古代のテオティワカンの人々は、周辺の地域から運んだ石膏で仕上げ、表面に鮮やかな色彩の壁画を施していた。ピラミッドは何世紀も持ちこたえたが、壁画や石膏は現存しておらず、ジャガーの脚や星、ガラガラ蛇など、わずかに何点かの絵のみが残っている。
テオティワカンの社会ではこのピラミッドがなんらかの神を崇めるためのものと考えられているものの、この仮説を支持する証拠はほとんど残っていない。ピラミッド頂上にあった祭壇が、考古学的な調査が行われるより前に故意や自然の風化により破壊されたため、ピラミッドで崇拝されていた神については明らかになっていない。
寸法 | 値 |
---|---|
高さ | 71.17 メートル [] |
基底部 | 794.79 平方メートル |
側面 | 223.48 メートル |
1/2 side | 111.74 メートル |
傾斜 | 32.494 度 |
表面積 | 59213.68 平方メートル (底面が正方形で、各面が平面と仮定) |
体積 | 1184828.31 立方メートル (底面が正方形で、各面が平面と仮定) |
ピラミッドはセルロ・ゴードの真南に位置している。また、メソアメリカの建築物によくある、特定の日の日の出方向の正面になる方位の両方を満たすよう、慎重に位置と方位を選んで建てられている。テオティワカンは死者の大通りを含めて、都市のほぼ全体が太陽のピラミッドの方位と同じく、東西南北に対して15.25度時計回りに回転した方位となるよう建設されている。テオティワカンの南部はシウダデラに沿って作られており、東西南北よりも15.25度時計回りに回転した方位で建築されている。この傾きにより、8月13日と4月30日の日没が太陽のピラミッドの正面に来る。また、2月11日と8月29日の日の出が太陽のピラミッドの真後ろにくるようになっている。

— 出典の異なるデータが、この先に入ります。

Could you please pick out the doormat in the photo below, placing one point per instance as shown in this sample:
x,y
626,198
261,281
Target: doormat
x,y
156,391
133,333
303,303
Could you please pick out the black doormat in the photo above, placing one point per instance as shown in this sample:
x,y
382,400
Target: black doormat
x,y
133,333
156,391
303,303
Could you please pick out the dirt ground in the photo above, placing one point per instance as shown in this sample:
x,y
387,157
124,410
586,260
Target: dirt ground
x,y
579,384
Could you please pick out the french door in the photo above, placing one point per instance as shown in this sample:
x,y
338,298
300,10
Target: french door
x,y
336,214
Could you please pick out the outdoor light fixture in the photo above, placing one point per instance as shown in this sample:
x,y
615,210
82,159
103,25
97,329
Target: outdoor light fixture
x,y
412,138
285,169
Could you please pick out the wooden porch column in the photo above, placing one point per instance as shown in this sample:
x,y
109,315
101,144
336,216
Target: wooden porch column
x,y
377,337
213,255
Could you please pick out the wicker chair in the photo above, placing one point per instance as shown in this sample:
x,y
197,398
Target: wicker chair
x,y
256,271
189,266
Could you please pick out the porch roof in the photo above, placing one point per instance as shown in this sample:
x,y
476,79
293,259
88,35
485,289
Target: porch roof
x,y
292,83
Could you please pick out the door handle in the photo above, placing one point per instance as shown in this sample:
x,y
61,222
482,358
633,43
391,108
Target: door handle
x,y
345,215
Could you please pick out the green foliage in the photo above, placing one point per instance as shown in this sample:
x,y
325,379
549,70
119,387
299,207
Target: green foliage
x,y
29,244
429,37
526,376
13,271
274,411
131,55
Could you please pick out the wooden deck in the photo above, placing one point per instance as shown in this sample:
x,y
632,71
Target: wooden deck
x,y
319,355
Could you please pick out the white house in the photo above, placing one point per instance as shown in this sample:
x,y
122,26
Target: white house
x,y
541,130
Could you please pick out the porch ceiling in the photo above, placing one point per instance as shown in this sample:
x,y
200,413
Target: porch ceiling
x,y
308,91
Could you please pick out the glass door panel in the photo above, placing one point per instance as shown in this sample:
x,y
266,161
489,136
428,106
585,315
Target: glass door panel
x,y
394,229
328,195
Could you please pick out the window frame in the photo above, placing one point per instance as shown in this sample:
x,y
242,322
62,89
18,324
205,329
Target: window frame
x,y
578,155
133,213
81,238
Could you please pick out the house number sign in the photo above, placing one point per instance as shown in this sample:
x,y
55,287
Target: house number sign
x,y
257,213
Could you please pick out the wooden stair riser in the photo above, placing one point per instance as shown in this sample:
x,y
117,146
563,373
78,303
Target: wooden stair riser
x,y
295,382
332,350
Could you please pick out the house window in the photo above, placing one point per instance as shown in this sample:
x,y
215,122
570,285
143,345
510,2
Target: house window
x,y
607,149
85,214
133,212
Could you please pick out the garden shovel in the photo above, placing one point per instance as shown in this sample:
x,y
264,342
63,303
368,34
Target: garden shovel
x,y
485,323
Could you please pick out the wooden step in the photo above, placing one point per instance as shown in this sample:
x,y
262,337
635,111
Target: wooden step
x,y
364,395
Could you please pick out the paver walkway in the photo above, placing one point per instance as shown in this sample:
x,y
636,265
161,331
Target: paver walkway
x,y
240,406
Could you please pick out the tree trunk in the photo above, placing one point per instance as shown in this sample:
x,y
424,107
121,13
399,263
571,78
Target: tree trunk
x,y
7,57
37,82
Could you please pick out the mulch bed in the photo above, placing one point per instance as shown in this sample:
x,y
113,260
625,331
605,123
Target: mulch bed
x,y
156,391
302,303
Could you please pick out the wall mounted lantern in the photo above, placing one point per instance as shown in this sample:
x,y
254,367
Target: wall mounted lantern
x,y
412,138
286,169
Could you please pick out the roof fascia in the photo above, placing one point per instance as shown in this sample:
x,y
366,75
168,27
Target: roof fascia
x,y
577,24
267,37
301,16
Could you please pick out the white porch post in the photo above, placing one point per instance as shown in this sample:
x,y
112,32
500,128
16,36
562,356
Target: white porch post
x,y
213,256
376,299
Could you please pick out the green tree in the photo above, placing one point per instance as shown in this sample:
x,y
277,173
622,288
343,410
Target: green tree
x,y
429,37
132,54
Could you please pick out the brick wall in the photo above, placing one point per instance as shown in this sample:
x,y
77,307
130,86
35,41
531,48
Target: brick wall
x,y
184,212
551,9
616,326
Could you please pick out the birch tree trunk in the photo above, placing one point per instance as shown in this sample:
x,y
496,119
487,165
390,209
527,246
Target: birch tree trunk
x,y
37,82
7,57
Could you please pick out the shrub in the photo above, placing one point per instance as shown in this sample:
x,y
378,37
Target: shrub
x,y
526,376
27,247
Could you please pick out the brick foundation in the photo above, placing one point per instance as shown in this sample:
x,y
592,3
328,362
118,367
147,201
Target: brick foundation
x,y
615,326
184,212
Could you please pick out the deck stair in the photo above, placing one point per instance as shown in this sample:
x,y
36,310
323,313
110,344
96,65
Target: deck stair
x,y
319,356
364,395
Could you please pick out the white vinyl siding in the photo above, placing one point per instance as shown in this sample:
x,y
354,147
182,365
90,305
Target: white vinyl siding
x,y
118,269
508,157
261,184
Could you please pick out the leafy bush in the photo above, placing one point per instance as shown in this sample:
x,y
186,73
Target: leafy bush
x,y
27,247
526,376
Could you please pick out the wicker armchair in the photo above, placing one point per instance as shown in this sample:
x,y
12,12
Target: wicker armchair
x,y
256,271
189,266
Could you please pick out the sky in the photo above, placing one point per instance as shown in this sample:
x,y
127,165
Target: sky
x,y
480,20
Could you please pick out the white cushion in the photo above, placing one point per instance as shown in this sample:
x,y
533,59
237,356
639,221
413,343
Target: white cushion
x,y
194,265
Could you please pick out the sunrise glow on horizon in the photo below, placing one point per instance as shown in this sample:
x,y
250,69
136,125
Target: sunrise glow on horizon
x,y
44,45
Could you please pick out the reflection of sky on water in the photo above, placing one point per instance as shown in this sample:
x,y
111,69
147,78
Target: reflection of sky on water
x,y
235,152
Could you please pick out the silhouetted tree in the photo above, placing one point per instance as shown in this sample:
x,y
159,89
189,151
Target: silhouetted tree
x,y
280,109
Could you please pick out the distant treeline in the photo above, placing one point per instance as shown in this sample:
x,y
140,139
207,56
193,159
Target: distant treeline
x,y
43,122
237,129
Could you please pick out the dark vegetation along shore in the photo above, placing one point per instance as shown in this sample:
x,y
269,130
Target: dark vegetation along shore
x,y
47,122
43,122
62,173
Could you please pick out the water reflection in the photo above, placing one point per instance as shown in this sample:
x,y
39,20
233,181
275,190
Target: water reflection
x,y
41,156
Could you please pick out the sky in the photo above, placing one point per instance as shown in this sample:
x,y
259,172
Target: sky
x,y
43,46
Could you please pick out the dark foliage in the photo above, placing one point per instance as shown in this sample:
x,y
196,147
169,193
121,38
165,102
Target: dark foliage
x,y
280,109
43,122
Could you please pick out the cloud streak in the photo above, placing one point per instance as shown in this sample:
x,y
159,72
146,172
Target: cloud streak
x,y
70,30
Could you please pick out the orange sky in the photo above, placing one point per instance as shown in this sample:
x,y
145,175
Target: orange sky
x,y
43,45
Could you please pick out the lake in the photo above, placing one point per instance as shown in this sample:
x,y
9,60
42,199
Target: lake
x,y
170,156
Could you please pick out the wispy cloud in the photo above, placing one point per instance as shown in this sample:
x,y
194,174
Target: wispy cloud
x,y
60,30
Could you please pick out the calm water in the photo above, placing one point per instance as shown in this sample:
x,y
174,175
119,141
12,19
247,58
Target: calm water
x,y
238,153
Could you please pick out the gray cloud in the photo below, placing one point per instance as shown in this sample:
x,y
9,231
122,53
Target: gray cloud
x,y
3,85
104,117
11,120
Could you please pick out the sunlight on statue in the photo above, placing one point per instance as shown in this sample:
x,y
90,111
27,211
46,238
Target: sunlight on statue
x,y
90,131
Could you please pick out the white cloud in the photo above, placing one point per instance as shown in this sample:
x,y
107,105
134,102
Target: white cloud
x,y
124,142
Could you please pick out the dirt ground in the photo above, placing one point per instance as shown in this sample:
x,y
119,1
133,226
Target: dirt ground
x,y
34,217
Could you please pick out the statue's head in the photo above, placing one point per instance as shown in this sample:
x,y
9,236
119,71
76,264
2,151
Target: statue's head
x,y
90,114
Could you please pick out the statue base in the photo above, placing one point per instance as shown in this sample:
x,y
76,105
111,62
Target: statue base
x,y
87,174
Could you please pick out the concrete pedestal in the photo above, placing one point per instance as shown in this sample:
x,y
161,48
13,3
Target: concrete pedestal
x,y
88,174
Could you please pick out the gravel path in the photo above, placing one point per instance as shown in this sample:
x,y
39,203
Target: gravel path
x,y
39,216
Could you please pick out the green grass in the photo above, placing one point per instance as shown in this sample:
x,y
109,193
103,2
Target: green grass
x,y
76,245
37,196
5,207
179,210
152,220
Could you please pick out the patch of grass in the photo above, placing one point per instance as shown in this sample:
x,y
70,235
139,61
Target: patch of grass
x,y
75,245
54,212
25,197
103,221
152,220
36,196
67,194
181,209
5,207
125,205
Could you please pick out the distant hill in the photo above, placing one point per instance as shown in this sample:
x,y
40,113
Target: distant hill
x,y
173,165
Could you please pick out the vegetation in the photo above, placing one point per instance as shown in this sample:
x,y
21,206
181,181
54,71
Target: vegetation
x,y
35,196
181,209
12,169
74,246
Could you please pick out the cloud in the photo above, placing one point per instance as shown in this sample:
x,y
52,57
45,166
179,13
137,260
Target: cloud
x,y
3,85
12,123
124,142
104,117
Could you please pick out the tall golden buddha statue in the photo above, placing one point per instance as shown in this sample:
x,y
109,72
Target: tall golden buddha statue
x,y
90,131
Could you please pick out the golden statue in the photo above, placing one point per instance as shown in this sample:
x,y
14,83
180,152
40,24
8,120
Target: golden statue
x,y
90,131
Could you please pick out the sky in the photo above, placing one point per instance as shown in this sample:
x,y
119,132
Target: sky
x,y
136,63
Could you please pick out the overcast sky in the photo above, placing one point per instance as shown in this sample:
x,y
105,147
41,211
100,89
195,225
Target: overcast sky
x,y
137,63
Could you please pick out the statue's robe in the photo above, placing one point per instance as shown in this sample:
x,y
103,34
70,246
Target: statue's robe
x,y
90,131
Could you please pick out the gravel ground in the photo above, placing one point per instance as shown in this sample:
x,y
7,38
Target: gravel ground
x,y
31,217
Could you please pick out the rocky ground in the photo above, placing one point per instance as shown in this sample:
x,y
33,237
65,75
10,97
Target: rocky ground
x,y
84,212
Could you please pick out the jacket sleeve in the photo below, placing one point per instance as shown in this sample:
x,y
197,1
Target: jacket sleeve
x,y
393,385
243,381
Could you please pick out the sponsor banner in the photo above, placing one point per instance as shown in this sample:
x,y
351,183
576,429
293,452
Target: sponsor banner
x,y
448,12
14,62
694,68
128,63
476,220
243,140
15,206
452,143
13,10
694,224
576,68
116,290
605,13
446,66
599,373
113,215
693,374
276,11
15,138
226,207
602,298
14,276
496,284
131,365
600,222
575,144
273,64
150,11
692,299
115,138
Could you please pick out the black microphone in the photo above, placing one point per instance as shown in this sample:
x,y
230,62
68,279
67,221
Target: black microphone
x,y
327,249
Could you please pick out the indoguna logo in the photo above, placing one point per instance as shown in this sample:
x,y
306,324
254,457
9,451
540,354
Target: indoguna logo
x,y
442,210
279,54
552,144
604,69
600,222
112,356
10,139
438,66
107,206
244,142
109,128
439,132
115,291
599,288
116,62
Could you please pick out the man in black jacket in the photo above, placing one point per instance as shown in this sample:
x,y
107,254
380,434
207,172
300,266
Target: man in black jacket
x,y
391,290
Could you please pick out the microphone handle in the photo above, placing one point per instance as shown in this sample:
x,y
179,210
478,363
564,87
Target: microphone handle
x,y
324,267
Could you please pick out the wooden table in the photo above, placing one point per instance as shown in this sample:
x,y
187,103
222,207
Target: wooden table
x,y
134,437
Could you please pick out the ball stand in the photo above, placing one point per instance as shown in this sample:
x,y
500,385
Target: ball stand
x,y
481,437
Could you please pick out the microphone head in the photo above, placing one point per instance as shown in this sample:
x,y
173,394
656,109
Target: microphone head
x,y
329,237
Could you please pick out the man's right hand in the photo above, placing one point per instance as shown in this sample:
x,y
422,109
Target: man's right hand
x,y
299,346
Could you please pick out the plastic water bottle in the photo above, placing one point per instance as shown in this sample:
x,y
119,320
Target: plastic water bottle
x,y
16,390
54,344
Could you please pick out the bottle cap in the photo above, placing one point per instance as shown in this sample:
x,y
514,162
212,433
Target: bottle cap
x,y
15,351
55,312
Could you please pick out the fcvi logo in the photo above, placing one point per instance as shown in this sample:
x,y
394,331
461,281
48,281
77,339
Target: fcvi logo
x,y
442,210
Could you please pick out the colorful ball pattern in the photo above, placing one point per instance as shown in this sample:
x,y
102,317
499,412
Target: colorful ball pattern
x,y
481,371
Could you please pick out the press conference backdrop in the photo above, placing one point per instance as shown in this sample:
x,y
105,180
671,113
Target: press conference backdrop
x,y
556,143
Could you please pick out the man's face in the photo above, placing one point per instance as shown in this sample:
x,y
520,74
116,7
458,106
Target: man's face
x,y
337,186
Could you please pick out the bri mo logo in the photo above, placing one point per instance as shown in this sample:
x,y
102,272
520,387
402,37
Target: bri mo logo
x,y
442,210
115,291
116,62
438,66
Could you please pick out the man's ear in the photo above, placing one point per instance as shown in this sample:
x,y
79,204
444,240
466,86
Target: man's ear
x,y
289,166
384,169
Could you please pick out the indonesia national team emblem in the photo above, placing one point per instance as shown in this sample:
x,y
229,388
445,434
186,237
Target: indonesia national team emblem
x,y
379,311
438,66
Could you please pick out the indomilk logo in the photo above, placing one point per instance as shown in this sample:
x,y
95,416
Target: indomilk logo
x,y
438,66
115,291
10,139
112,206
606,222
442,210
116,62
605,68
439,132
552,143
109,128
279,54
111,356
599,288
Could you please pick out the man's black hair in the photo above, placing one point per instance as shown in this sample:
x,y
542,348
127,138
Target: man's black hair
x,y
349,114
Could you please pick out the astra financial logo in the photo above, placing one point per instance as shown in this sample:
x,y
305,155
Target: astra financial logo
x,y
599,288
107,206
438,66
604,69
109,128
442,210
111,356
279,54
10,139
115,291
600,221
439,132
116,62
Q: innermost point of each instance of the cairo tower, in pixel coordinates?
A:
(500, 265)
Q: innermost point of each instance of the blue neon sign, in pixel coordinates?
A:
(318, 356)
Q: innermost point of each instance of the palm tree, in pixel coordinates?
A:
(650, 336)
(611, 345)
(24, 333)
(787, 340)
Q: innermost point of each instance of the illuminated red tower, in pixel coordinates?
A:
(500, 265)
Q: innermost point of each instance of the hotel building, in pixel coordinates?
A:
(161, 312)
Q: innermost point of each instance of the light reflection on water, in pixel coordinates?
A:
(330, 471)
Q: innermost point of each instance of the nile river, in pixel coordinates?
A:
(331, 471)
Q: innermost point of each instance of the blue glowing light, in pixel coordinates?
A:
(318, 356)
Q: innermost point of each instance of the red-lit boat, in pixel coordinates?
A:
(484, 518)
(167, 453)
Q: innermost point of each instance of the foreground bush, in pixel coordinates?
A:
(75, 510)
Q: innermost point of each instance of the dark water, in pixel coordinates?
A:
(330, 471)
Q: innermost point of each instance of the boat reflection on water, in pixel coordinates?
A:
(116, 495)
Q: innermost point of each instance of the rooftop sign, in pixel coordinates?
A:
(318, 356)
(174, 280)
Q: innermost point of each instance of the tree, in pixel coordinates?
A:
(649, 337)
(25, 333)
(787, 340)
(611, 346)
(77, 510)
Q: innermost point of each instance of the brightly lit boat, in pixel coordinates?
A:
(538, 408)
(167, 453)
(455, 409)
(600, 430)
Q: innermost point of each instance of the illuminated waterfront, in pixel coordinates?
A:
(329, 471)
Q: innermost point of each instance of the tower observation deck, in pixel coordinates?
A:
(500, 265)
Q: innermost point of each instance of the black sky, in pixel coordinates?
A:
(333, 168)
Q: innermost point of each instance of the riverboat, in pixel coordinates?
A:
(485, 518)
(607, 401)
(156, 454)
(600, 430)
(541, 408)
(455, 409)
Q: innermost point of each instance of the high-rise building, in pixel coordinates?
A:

1971年に、エルネスト・タボアーダ (Ernest Taboada) により、ピラミッド正面に竪穴が発見された。竪穴は 7m の深さまで掘られてあり、数世紀前の大量の石と瓦礫で埋められていた。穴はピラミッドの真下の岩盤をくり抜き、ピラミッド中心に向かう 103m ある横穴に続いていた。横穴の先端はクローバーの葉のように4つの部屋に分かれる形状となっていた。以前は、この空洞が自然にできた溶岩洞窟で、形状が似ていることから、ナワ族の伝承にある人類発祥の地であるチコモストクであると解釈されていた。しかし調査により、この空洞は人工的なものであり、王室の墓である可能性が指摘されている。
また、最近になって、ミューオンラジオグラフィを使用して、ピラミッドの内部に他の空間がないかを調査されている。
ピラミッド周辺では、隠されていた何点かの出土品が発見されている。ピラミッド内部からは黒曜石の矢尻や人形が見つかっており、類似したものが月のピラミッド周辺と、ケツァルコアトル神殿からも発見されている。これらの人形は生贄の死者を表していると考えられている。19世紀末にピラミッドの近くで発見されたユニークな出土品はテオティワカンのオセロットと呼ばれており、現在は大英博物館に所蔵されている。さらに、ピラミッドの角周辺の発掘調査では、子供の埋葬地が見つかっている。これらは、ピラミッドに捧げた生贄と考えられている。